Tyree could emerge there, but he is more likely to be a utility knife type of option, concealing any offensive alignment until the snap. Instead, rising junior Lorenzo Styles may get a chance at the slot. He has the tools if he has the focus.

Styles dropped six passes last season, more than anyone else on the roster and a bothersome number regardless of his final stats, but one that stands out in particular when realizing he caught only 30 passes for 340 yards and a score.

“It became I think mental last year,” Freeman said Wednesday. “Lorenzo Styles is a talented, talented football player, really talented. With him last year, it almost became a mental struggle, even just the basics of catching the ball.”

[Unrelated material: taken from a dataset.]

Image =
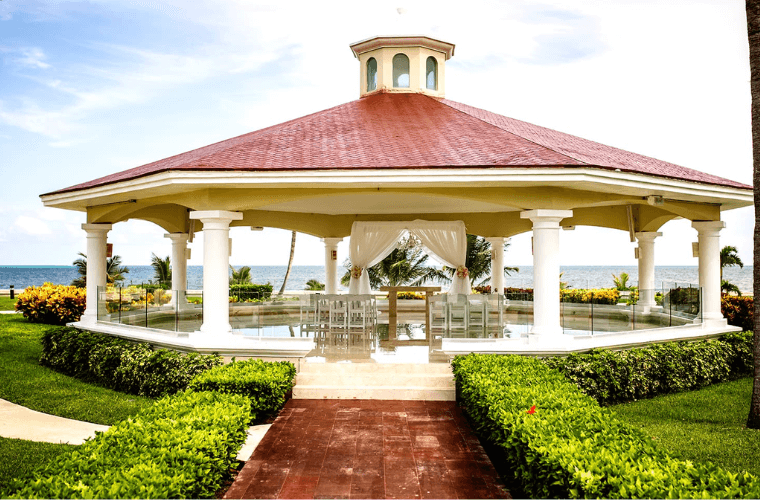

Last year, those mental struggles were enough to somewhat undo Notre Dame’s offense, because the Irish had no choice but to play Styles through his missteps. Now, whether it be injury or some headspace frustrations that Chuck Knoblauch could relate to, the Irish have some depth at receiver if needed. As the season progresses, that depth will become only stronger with the freshmen rounding into form.

“The young wideouts caught a couple balls, and it’s going to be good to see the progression of all those freshmen,” Freeman said. “They’re all going to be in different places on the road. That’s what I spend a lot of time talking to our team about, we’re all freshmen, you can’t compare your journey to this guy’s journey.”

Wherever those journeys are, they are welcome additions to Notre Dame’s offense. As much as newly-promoted offensive coordinator Gerad Parker will relish the luxury that is veteran quarterback Sam Hartman, simply having options on the perimeter for Hartman to look for should be an Irish improvement.